Sem saber o que fazer, Guedes apela para as “reformas”. Não há nenhuma contribuição possível que a reforma tributária e a reforma administrativa venham a dar no sentido de reverter a crise. Tudo é pura empulhação. Mesmo que fosse possível aplicar as reformas para reduzir a crise, isso não seria possível porque não há tempo em termos de tramitação das medidas no Congresso, aonde os projetos sequer chegaram. Entretanto, a mídia insiste em levar Guedes a sério, enquanto os mercados desabam.

Outro mistificador é o secretário do Tesouro Nacional, Mansueto Almeida. Este fala em ajuste fiscal num ambiente de extrema recessão. O pobre Keynes deve estar dando voltas no túmulo. Numa recessão, segundo o gênio de Keynes, a única saída para a crise é o aumento do gasto público, inclusive do gasto deficitário. Ajuste fiscal é veneno para uma economia em depressão, como é o caso de uma economia para a qual estamos caminhando. A mídia estúpida não consegue entender isso. Naturaliza a estupidez do ministro e seu secretário. 

Mansueto é drasticamente contrário ao pagamento de 20 bilhões aos aposentados aprovado pelo Congresso. Guedes anunciou que vai ao Supremo para derrubar a medida. Os dois adoram ajuste fiscal. Como são a nata dos economistas brasileiros imbecis, recorrem a outra imbecilidade, a Lei de Responsabilidade Fiscal, para impedir o pagamento. Se não tiverem apoio do Supremo, Mansueto descobriu o pulo do gato: vai antecipar os pagamentos do próximo ano para o ano atual, fazendo uma pequena ginástica fiscal.

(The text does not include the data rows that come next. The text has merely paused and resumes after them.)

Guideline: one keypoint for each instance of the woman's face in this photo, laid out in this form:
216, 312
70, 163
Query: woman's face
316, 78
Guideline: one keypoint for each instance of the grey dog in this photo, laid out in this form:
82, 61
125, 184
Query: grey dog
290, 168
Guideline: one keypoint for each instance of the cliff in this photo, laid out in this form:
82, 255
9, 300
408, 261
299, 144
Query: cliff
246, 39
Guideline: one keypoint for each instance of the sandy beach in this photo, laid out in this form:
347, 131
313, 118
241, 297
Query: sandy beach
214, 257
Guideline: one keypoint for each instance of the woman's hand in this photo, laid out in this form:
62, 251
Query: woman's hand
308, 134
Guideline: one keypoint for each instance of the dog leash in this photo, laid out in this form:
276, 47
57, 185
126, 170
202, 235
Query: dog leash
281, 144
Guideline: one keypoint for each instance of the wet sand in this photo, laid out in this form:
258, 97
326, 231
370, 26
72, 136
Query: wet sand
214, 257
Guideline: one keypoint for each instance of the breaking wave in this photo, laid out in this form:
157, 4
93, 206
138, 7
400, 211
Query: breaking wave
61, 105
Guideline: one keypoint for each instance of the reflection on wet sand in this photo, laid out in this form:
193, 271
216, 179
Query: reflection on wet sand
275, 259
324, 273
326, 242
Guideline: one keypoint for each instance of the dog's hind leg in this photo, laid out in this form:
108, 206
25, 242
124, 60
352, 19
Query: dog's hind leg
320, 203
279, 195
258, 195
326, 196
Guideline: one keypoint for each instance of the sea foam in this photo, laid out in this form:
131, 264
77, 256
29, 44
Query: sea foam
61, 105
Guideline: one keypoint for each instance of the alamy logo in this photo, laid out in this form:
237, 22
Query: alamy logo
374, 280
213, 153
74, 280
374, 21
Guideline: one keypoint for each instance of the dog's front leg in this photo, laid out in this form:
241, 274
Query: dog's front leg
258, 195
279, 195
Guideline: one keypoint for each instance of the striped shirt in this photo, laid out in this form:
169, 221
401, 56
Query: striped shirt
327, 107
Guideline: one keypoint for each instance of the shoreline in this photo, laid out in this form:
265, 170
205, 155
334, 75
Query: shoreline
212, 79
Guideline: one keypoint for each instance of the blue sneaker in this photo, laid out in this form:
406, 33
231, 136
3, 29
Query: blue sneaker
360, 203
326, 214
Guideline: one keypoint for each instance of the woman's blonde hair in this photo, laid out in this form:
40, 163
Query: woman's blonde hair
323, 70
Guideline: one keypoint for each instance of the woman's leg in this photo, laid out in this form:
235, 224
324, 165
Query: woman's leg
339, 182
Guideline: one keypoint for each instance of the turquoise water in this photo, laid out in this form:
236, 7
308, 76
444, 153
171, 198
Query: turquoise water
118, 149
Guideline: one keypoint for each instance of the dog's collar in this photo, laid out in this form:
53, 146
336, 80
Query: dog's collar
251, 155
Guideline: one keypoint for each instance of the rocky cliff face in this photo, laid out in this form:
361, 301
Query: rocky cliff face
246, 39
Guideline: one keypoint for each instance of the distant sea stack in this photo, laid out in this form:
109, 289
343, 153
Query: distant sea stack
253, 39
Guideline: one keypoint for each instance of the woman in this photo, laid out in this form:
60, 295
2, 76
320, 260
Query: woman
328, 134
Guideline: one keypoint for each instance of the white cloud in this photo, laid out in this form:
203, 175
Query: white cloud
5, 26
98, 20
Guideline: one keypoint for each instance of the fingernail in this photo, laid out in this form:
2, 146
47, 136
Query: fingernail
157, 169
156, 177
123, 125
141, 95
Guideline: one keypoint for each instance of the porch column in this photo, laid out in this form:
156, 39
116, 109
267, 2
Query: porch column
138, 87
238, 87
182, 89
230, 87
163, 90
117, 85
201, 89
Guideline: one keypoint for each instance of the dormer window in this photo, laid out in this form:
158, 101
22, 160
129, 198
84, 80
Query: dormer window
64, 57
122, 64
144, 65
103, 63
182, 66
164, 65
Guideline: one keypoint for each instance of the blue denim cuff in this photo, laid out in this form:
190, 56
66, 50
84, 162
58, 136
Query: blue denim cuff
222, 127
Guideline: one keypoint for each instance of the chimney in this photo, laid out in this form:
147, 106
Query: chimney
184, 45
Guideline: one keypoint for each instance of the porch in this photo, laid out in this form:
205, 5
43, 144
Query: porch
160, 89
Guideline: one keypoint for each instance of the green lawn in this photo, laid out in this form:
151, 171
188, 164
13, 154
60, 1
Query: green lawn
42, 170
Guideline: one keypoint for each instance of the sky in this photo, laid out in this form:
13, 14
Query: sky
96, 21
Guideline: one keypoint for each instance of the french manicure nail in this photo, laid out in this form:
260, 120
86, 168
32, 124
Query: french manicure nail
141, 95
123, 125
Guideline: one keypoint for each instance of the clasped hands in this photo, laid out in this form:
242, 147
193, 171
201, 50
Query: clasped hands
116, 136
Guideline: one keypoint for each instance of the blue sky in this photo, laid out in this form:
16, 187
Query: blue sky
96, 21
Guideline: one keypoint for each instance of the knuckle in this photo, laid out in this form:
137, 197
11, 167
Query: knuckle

Ouviram bem? Não seria isto uma pedalada fiscal? Lembram-se, pedaladas fiscais não seria o crime com que Mansueto carimbou Dilma Roussef para justificar seu impeachment? Então pedalada fiscal vale para Bolsonaro mas não vale para Dilma. No caso dela, vale um impeachment. Lamento tudo isso porque, tanto no caso da Presidente e no caso de Bolsonaro, o que chamaram de pedalada fiscal é uma boçalidade. O que me incomoda é a hipocrisia. Sobretudo a hipocrisia que, no caso de Dilma, esteve a serviço dos ricos contra os pobres.